The final hills are out in the open. As I reach them, I glance across the landscape and see no-one. I know now that Nico has finished, I’ve got about 6-8 minutes to go, and I want to keep the kid I just passed at bay in case he has a sudden burst of adrenaline. I continue going strong, and on the final hill I look back and see no one. I’m euphoric to say the least. It’s been a mighty long time since I’ve performed so well in a race. Just being in 8th after 11 miles was testament to my training regime. I push hard for the finish but not after taking my camera out to get some shots of me smiling on the way in.
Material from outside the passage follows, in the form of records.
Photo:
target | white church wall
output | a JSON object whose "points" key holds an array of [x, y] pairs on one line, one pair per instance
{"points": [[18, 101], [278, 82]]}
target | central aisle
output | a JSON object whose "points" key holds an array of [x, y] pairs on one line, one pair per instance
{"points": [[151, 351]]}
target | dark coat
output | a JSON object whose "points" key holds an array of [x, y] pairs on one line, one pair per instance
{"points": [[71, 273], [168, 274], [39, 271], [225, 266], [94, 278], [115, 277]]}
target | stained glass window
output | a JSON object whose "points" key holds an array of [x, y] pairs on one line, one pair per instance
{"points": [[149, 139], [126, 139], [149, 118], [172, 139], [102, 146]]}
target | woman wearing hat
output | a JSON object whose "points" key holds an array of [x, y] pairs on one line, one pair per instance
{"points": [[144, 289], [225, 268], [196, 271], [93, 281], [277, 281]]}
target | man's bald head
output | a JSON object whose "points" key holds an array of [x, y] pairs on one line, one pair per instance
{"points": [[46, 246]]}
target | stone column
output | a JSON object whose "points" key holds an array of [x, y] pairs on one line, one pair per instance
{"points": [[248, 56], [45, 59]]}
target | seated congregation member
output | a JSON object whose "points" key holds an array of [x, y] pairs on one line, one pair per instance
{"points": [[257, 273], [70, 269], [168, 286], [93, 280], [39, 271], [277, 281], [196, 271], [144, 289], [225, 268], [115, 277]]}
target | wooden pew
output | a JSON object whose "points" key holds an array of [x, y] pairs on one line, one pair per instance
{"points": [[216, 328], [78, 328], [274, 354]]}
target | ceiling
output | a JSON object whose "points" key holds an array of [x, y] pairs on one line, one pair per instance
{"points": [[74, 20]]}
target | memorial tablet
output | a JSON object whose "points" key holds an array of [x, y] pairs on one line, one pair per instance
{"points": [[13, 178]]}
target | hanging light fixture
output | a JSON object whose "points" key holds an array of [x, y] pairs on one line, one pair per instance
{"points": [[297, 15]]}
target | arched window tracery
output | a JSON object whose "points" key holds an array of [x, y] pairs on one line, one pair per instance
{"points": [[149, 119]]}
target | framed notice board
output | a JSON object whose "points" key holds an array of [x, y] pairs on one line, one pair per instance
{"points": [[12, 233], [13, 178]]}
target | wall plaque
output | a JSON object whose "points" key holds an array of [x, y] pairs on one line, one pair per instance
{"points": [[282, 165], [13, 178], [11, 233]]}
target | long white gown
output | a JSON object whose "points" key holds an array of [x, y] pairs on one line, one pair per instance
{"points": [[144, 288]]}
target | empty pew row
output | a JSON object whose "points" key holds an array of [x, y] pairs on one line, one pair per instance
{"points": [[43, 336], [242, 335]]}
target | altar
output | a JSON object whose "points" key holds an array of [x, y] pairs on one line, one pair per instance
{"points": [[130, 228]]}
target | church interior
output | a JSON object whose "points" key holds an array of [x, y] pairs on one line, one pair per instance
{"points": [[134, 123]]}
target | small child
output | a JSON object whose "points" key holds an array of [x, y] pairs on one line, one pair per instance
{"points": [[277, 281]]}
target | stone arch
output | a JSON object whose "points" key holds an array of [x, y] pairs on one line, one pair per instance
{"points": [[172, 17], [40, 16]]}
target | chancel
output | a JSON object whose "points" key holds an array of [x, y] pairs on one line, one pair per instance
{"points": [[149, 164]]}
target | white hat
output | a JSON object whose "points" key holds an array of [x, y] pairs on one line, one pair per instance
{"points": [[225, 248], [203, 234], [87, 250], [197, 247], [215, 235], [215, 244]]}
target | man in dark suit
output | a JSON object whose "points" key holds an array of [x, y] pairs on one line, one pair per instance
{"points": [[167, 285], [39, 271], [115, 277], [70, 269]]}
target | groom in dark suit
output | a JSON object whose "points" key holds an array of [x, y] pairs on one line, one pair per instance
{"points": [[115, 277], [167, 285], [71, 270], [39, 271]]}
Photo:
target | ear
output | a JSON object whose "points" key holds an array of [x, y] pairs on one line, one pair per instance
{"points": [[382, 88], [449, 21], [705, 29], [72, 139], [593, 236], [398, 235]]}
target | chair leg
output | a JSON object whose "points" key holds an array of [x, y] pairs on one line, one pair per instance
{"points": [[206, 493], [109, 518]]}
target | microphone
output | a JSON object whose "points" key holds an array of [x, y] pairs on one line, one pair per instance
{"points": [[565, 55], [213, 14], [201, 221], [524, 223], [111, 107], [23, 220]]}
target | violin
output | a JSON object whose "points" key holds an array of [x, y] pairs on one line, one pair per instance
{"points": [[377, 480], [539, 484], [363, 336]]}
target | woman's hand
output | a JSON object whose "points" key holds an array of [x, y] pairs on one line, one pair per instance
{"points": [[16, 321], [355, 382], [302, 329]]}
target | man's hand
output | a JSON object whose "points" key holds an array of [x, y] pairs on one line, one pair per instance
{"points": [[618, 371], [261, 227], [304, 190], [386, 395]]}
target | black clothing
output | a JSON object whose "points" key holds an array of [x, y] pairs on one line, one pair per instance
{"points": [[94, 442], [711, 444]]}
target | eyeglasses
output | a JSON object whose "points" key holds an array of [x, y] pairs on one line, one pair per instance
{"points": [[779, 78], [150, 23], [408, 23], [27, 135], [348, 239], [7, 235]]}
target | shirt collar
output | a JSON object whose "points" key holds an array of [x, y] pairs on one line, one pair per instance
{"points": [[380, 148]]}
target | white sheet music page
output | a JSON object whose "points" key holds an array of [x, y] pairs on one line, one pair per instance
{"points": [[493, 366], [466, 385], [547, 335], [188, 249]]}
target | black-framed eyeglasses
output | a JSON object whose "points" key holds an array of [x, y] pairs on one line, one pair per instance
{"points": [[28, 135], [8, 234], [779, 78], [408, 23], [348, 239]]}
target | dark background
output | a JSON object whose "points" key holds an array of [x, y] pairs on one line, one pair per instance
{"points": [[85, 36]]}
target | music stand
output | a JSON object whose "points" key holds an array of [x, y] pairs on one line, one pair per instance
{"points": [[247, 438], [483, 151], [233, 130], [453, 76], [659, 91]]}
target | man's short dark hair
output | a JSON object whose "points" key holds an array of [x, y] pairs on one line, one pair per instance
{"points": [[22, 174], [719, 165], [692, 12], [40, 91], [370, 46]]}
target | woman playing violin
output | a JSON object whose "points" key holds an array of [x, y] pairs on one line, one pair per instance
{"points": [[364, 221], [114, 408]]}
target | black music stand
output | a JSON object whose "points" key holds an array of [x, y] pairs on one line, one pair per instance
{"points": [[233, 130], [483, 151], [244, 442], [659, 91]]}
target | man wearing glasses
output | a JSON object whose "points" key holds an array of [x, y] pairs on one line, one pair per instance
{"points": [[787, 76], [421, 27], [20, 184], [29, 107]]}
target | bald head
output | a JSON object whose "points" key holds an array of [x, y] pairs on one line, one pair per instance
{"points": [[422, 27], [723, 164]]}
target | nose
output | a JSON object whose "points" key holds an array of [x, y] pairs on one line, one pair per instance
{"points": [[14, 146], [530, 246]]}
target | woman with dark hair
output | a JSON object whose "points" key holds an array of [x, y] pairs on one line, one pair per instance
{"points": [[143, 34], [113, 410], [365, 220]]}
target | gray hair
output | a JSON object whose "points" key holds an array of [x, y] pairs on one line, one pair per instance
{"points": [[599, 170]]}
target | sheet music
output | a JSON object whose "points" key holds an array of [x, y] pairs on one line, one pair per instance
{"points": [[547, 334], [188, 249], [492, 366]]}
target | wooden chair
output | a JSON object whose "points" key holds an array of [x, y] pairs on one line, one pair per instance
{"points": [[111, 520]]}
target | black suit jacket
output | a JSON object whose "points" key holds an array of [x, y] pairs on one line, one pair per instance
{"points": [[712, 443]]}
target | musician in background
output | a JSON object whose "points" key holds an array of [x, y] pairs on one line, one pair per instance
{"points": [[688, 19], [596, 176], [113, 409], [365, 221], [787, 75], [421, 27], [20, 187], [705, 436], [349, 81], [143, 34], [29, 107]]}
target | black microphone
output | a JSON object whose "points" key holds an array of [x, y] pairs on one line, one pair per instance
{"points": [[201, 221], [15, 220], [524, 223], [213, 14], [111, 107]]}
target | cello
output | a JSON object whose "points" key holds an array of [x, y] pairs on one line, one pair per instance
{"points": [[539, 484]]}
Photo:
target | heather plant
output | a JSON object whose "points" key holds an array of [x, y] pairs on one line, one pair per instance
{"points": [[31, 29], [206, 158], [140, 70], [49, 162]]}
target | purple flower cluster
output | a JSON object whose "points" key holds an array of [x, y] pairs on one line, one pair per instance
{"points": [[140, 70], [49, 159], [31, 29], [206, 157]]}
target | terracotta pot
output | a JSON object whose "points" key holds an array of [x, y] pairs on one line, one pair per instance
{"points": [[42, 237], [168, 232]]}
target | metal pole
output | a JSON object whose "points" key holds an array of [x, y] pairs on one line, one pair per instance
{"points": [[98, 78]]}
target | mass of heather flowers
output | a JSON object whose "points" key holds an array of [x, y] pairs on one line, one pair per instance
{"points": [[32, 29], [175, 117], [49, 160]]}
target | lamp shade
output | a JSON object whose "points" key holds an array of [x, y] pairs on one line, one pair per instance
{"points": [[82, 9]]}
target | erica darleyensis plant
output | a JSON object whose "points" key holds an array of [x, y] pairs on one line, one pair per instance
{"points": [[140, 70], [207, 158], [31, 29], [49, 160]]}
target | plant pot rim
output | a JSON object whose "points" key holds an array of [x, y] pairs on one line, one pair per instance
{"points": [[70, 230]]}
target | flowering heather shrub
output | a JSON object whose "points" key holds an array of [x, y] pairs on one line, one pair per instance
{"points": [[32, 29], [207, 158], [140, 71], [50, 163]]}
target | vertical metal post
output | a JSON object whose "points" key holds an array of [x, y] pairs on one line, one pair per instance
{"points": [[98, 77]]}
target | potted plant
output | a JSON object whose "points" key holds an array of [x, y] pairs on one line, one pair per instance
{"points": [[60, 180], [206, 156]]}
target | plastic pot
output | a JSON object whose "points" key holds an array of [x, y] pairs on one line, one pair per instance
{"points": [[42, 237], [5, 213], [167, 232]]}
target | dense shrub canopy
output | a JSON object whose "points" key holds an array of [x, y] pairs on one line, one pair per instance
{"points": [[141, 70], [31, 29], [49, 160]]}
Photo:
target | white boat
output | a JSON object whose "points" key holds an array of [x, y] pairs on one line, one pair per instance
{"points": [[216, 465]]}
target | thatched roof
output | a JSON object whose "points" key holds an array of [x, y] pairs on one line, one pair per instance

I was in 8th place overall after 11 miles, 5th heading out for loop #2 and finished in 4th. My time of 4 Hours and 23 Minutes is now the 9th fastest in the 9 year history of the race. Despite the course having the least, or 2nd least amount, of snow on it in the events history; it was no easy day. I’m truly thankful to have had the opportunity to see how my new diet and the training is coming along against a collection of other runners. My next test is a big one at the Rockin’ K 50 Miler in April.